Adsorption of Citric Acid onto Calcium Peroxide Nanoparticles: Equilibrium, Kinetic, and Thermodynamic Data

Abstract

Recently, metal peroxide nanoparticles are becoming more significant as nano-adsorbents owing to their notable and improved features as well as their easy and economical synthesis. In the current investigation, calcium peroxide (CaO2) nanoparticles were evaluated as a new nano-adsorbent for the citric acid adsorption. For this purpose, calcium peroxide (CaO2) nanoparticles were synthesized utilizing an easy precipitation technique and characterized by various analyses (BET, FTIR, XRD, and SEM). The synthesized CaO2 nanoparticles were in nanoscale size with 34.77 nm, and the surface area was found to be 13.58 m(2).g(-1). The impacts of various adsorption conditions like adsorbent dosage (0.05-0.30 g), initial citric acid concentration (2-10% w/w), equilibrium time (30-240 min), and temperature (25-55 degrees C) were investigated. Moreover, thermodynamics and kinetic and isotherm modeling studies were theoretically computed to clarify citric acid adsorption process onto CaO2 nanoparticles.

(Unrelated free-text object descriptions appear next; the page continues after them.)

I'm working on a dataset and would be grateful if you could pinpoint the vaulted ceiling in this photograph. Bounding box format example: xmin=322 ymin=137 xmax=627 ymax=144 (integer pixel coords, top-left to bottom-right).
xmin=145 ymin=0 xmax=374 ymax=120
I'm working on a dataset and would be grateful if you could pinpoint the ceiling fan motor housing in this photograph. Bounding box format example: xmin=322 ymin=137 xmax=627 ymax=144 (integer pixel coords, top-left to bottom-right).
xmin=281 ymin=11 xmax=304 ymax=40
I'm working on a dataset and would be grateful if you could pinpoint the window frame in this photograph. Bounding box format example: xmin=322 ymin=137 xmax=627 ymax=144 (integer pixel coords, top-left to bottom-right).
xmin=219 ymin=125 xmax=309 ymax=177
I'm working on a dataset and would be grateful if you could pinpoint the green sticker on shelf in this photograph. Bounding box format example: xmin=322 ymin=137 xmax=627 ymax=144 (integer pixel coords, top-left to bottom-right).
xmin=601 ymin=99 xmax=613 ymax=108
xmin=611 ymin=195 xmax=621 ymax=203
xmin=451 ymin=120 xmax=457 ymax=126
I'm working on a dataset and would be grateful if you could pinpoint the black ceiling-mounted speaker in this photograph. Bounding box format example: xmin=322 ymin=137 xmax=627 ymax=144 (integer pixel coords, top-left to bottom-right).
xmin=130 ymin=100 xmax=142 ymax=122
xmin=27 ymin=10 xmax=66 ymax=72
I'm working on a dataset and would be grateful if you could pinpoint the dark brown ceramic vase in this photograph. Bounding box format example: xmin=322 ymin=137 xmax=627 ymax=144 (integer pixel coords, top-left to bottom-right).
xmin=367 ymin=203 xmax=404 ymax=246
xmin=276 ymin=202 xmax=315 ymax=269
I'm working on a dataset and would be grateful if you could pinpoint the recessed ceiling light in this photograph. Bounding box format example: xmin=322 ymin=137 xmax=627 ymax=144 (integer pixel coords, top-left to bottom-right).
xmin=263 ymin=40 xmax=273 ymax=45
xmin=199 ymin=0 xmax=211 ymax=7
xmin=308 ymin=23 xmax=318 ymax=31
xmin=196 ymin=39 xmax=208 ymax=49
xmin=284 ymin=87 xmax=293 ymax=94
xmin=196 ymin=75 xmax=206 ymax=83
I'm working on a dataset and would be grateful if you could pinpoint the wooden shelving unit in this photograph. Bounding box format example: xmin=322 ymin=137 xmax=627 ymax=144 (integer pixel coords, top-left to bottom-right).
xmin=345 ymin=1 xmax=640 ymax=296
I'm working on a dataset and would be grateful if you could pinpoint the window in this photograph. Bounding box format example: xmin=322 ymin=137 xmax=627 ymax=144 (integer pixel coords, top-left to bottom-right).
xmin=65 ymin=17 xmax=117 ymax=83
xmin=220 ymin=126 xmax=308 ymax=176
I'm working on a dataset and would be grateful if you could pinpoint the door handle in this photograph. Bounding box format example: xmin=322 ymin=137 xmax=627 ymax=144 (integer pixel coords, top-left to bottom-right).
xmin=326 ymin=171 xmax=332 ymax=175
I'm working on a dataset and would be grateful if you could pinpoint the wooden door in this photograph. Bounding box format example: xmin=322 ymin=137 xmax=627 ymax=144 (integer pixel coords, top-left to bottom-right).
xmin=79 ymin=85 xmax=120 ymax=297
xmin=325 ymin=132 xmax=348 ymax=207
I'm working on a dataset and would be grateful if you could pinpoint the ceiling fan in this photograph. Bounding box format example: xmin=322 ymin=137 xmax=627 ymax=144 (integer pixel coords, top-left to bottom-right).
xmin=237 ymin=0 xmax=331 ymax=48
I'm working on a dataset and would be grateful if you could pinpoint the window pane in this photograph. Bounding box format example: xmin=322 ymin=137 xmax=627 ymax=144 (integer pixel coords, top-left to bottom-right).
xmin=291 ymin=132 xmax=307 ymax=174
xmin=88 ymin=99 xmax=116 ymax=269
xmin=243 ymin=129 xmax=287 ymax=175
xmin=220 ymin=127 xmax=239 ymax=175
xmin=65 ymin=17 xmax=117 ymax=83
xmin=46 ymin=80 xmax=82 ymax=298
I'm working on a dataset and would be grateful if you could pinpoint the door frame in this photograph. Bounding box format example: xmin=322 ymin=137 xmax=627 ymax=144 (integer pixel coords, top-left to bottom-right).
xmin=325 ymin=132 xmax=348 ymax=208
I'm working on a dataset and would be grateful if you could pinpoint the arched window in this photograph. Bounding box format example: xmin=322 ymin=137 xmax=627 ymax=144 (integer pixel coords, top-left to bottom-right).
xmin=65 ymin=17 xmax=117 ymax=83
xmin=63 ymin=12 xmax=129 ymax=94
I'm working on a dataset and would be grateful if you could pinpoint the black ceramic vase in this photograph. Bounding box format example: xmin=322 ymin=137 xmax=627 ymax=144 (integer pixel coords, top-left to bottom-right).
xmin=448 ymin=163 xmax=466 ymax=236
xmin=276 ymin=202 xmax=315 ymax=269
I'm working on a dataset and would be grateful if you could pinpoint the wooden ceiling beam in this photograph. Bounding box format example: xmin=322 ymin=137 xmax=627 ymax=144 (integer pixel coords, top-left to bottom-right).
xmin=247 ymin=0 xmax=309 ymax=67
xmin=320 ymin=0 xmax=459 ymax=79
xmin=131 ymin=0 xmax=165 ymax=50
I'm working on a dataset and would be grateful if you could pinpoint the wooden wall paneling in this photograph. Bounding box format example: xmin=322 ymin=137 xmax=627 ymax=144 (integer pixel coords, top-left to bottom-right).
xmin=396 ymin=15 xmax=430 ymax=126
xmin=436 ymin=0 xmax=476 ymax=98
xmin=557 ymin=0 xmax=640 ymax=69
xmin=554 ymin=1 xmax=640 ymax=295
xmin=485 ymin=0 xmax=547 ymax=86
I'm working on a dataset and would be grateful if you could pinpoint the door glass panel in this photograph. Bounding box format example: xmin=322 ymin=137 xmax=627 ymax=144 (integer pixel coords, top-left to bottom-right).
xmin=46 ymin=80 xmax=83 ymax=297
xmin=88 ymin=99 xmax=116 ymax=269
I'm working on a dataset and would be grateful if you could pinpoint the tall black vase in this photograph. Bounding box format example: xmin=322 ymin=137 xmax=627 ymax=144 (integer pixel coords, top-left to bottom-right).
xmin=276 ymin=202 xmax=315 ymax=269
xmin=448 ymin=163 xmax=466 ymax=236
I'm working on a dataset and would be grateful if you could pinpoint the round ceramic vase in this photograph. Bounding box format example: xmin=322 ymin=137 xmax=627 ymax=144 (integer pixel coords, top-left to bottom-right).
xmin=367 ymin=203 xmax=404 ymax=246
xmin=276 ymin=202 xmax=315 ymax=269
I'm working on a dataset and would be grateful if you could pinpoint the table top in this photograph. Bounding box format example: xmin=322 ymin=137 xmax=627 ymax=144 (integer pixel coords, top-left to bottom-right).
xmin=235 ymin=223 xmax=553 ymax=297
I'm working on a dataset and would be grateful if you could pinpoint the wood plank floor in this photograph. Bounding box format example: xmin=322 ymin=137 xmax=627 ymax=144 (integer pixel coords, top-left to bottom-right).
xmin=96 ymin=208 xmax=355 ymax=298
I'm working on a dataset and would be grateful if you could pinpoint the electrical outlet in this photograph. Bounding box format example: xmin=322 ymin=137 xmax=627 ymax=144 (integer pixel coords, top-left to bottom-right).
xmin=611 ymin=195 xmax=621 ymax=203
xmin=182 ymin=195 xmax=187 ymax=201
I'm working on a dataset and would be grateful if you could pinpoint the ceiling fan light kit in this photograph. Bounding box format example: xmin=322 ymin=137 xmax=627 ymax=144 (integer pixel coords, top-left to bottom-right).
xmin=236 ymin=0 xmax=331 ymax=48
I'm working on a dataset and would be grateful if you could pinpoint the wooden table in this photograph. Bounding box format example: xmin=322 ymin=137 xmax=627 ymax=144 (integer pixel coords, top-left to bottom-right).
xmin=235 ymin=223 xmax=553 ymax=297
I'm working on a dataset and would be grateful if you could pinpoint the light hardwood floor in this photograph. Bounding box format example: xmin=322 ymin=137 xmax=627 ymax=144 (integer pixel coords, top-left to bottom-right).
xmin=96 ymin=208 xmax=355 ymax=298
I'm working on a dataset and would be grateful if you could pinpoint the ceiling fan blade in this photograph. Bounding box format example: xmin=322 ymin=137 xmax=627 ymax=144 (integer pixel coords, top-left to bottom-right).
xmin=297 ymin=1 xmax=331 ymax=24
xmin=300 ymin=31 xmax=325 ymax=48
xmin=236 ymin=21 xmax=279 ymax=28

The highest CaO2 nanoparticle adsorption capacity for citric acid removal was obtained as 369.83 mg/g at the adsorbent dosage of 0.05 g, the initial concentration of citric acid of 10% (w/w), the equilibrium time of 180 min, and temperature of 25 degrees C. The outcomes demonstrated that calcium peroxide nanoparticles are effective adsorbents in removing citric acid from an aqueous solution.